No Sudden Move is perhaps the only thriller whose plot hinges on a car part. That’s the movie’s MacGuffin, but whether it’s a catalytic converter or a 24-karat diamond, it’s merely the excuse for these characters to run around shooting at each other.
It’s a hypnotic movie that immediately grabs your attention and holds it for its two-hour runtime, and that’s due to Steven Soderbergh’s stylish direction and the effective performances by Cheadle, del Toro and Jon Hamm. No Sudden Move is a throwback thriller Hollywood doesn’t really make anymore, so now’s the time to watch and appreciate it.
No Sudden Move is streaming on HBO Max.
Everyone knows Mary Tyler Moore — she’s the actress who rose to fame on The Dick Van Dyke Show, dominated the 1970s with the hit sitcom The Mary Tyler Moore Show and received an Oscar nomination for her revelatory performance in Robert Redford’s Ordinary People.

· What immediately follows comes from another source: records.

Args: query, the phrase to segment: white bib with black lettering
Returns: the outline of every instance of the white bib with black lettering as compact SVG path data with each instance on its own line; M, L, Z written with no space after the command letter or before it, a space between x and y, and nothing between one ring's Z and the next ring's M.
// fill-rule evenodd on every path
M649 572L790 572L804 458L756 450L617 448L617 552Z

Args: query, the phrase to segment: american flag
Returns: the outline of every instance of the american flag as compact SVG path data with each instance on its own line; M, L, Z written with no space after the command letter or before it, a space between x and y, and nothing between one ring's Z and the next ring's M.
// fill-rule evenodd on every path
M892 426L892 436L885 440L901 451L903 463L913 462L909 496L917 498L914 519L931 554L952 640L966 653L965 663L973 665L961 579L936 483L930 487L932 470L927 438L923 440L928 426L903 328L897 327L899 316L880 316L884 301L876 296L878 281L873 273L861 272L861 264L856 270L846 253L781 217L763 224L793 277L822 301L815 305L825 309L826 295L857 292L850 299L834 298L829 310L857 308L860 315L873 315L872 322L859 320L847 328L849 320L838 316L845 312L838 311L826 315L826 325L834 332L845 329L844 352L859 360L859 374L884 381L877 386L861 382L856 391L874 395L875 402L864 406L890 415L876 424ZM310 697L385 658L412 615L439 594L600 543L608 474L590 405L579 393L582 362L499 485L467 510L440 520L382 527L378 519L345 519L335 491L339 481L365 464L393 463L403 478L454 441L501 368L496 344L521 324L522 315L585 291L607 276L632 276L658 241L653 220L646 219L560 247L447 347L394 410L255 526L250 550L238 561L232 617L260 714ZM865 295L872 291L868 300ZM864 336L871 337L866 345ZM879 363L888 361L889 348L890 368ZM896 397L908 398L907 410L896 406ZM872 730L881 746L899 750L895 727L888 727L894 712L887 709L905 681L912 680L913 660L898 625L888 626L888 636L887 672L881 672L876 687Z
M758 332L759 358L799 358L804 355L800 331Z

But as Being Mary Tyler Moore brilliantly shows, the actress’ public persona was just another role she played throughout her life, one that hid a private pain that resulted from one family tragedy after another. Using archival clips featuring Moore talking about her life, from the highs (winning multiple Emmys for her TV shows, establishing the production company MTM Enterprises that produced hit shows like St. Elsewhere and Newhart), to the lows (the accidental death of her son Richard, her divorce from second husband Grant Tinker), the documentary does a fantastic job of recounting a fascinating life that was just as dramatic off camera as it was on the screen.
Being Mary Tyler Moore is streaming on HBO Max.
Julia Roberts is best known as the queen of rom-coms, but she makes other kinds of movies too. One of the better ones is Duplicity, a 2009 comedic thriller that’s a good old-fashioned love story between two rival spies.
Roberts is Claire Stenwick, a CIA officer who has grown tired of working at her thankless government job. She finds a kindred spirit in MI6 agent Ray Koval (Clive Owen), and together, they hatch a scheme to steal the formula of a new, top-secret hygiene product from Howard Tully (Tom Wilkinson), a CEO of a major cosmetics company. But Howard may know more than they realize, and Claire and Roy’s slow-burning romance may fizzle out completely if they are caught red-handed and thrown in jail.
The movie has a twisty plot that’s sometimes too clever for its own good, but it gives Roberts and Owen plenty of moments to shine as competitors who can’t help falling for each other. Both actors have great chemistry whenever they are on screen, and it makes you wish they starred in more movies.